Having lived in the Languedoc for several years, he pretty much had all the contacts he needed to start a shop without needing to go via the big importers.
This gave him both access to more interesting and unusual wines and a pricing advantage.
He also brought with him an interest in all things natural, organic and biodynamic.
I must confess to a certain cynicism about whether an adherence to phases of the moon can really improve the quality of a wine, so I merely nodded politely at this point - and then noted that the biodynamic wine was indeed very good.
As we talked through the wines, Charles explained that what he enjoys most is telling stories. And this is clearly what today's punter wants - not the dry, technical, scientific stuff about soil-types or vinification methods, but the human-interest story about the producer, his passion for winemaking and the provenance of the wine itself.
We are used to seeing details of the provenance of our food in restaurants - was our chicken free-range, did our jamon feed on acorns - and the same trend is happening in wine, which after all is a food as much as a drink.
This is very much an Old World view of wine, but a progressive one at that - and the wine list reflects that, as it is mainly from the more go-ahead parts of Europe: Languedoc and inland Spain.
We started with a new grape variety for me, Grenache Blanc from Saint Cirice. With a floral aromatic nose, it had a waxy texture, tropical fruit and some spice.
Next was a more weighty Albarinho from Terras Gauda - this is apparently a very popular wine by the glass in the shop, but struck me much more as a food wine with honeyed weight, good acidity and minerality, candied peel and a hint of thick-skinned phenolic ripeness.
Moving onto the reds, we tried a Tours des Genres unoaked Merlot with 5% Malbec added to the blend.

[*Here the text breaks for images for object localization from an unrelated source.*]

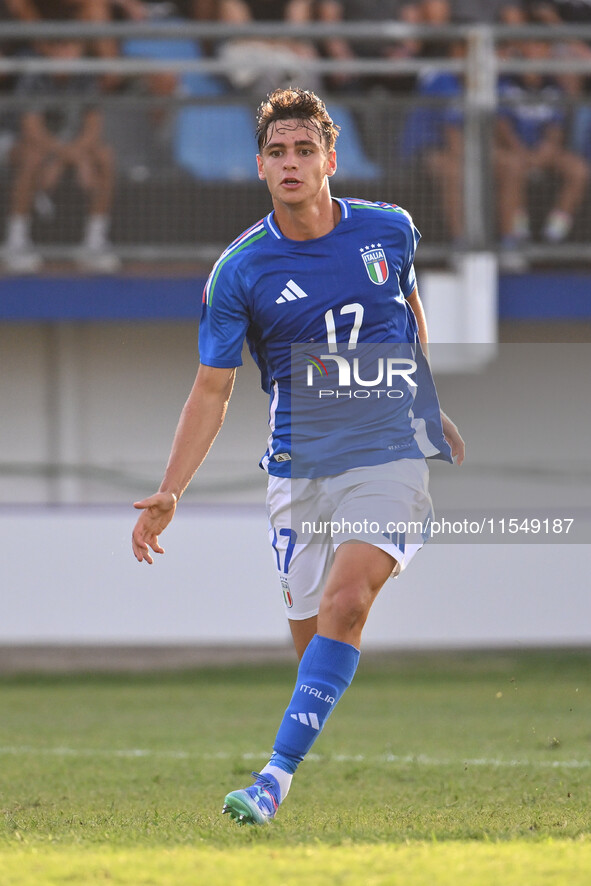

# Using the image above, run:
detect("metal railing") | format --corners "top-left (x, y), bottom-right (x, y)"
top-left (1, 21), bottom-right (590, 266)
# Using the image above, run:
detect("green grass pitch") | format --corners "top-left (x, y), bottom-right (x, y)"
top-left (1, 649), bottom-right (590, 884)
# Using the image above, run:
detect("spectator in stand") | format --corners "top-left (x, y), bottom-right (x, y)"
top-left (528, 0), bottom-right (591, 28)
top-left (316, 0), bottom-right (430, 94)
top-left (1, 38), bottom-right (120, 273)
top-left (401, 42), bottom-right (531, 255)
top-left (110, 1), bottom-right (199, 19)
top-left (316, 1), bottom-right (523, 94)
top-left (0, 0), bottom-right (41, 19)
top-left (103, 0), bottom-right (225, 181)
top-left (529, 0), bottom-right (591, 18)
top-left (528, 1), bottom-right (591, 162)
top-left (1, 1), bottom-right (115, 72)
top-left (530, 0), bottom-right (591, 96)
top-left (16, 0), bottom-right (196, 22)
top-left (423, 0), bottom-right (530, 66)
top-left (0, 0), bottom-right (91, 19)
top-left (446, 0), bottom-right (528, 61)
top-left (113, 0), bottom-right (225, 98)
top-left (215, 0), bottom-right (322, 96)
top-left (7, 1), bottom-right (119, 69)
top-left (496, 39), bottom-right (590, 242)
top-left (446, 0), bottom-right (526, 24)
top-left (10, 2), bottom-right (202, 85)
top-left (111, 1), bottom-right (191, 100)
top-left (3, 0), bottom-right (109, 16)
top-left (0, 0), bottom-right (19, 172)
top-left (0, 3), bottom-right (32, 165)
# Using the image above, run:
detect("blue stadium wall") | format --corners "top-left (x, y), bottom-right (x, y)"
top-left (0, 272), bottom-right (590, 321)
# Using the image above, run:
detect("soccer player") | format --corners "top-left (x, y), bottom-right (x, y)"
top-left (131, 87), bottom-right (465, 826)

Charles described the producer as "fanatically bio-dynamic" with no sulphur added to the final wine and oxygenation of the wine whilst in the oak barrels.

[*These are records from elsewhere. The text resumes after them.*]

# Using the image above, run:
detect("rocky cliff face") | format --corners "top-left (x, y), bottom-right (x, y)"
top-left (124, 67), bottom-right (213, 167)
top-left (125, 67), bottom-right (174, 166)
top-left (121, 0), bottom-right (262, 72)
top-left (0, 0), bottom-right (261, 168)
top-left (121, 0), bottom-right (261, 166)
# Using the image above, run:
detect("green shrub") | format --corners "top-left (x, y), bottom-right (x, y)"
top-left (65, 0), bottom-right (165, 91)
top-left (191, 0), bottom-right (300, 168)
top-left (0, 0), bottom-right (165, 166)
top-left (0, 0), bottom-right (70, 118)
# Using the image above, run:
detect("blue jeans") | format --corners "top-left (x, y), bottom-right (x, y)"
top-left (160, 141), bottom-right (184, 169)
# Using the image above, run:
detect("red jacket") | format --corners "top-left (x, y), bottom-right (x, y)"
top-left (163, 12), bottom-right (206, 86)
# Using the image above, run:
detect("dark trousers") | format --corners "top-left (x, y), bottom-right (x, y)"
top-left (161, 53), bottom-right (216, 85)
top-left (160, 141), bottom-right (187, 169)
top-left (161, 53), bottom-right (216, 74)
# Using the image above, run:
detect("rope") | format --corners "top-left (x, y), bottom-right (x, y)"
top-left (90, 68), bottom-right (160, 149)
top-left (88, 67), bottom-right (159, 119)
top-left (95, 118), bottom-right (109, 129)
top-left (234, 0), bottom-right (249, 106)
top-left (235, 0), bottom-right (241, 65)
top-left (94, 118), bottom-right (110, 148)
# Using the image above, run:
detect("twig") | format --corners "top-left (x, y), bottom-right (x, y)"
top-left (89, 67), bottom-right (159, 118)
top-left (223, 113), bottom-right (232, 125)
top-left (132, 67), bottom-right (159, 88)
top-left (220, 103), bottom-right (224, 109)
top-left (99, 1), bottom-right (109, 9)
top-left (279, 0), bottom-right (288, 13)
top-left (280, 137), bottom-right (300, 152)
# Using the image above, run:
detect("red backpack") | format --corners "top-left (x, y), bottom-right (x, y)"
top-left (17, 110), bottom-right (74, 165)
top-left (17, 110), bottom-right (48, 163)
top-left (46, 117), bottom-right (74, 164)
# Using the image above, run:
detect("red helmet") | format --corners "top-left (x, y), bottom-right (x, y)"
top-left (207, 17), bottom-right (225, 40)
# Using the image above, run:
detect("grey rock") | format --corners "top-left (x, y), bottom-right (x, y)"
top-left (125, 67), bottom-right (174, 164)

The results of all this were a ripe, typically perfumed nose of plummy fruit, good sour-cherry acidity, a densely concentrated texture with dark, Christmassy spices and a savoury finish.
The final wine was something rather unusual - a 100% Alicante from 100 year-old vines, again made bio-dynamically.
There are just 2.5ha of these vines on the estate so the wine is made in tiny quantities.
Dark in the glass, the complex nose showed plums, cherries and some forest floor funkiness. On the palate there is bramble fruit, peppery spice, some toastiness and dark chocolate aromas.
After this, we chatted further about Charles's plans to put a seating area outside the front of the shop serving wines by the glass with tapas, the success of his wine club - a monthly mixed case of interesting wines - the awards he has won and his plans for a second outlet "probably closer to London".
As well as the quality of his wines, what most impressed me about Charles is how he "gets" marketing and is confidently but unpretentiously doing everything the marketing handbook recommends and successfully punching above his weight for a small business - he has a well-made and attractive website, a monthly newsletter, each wine has a recommended food match, he holds regular in-store tastings as well as selling wines by the glass, is active on Twitter and writes a monthly column for one of Cambridge's many free local magazines.
But above all, to me, the wine club is the best indicator of success - the club comes at two price points - £60 or £90 and the only element of customer selection is all-reds, all-whites or mixed with (officially) no satisfaction guarantee.
To have a group of customers trusting your palate to this extent and providing a regular inflow of funds is a sign of huge loyalty and trust that many much bigger brands spend years and invest huge amounts of marketing spend to achieve.
The Wines
Chateau de Saint-Cyrgues, Saint-Cirice Blanc 2010, Costieres de Nimes
Bodegas Terras Gauda, Albarino, Abadia de San Campio 2009, Rias Baixas
Chateau Tour des Gendres Bergerac Rouge ‘Le Classique’ 2010
Chateau Ollieux Romanis, Alicante Bouschet, Vin de Pays de l’Aude 2009
All wines range from around £8 - £15
Recommended wine: all the wines were very good-to-superb, but the most interesting and enjoyable for me were the Saint-Cirice Blanc and the Alicante Bouschet.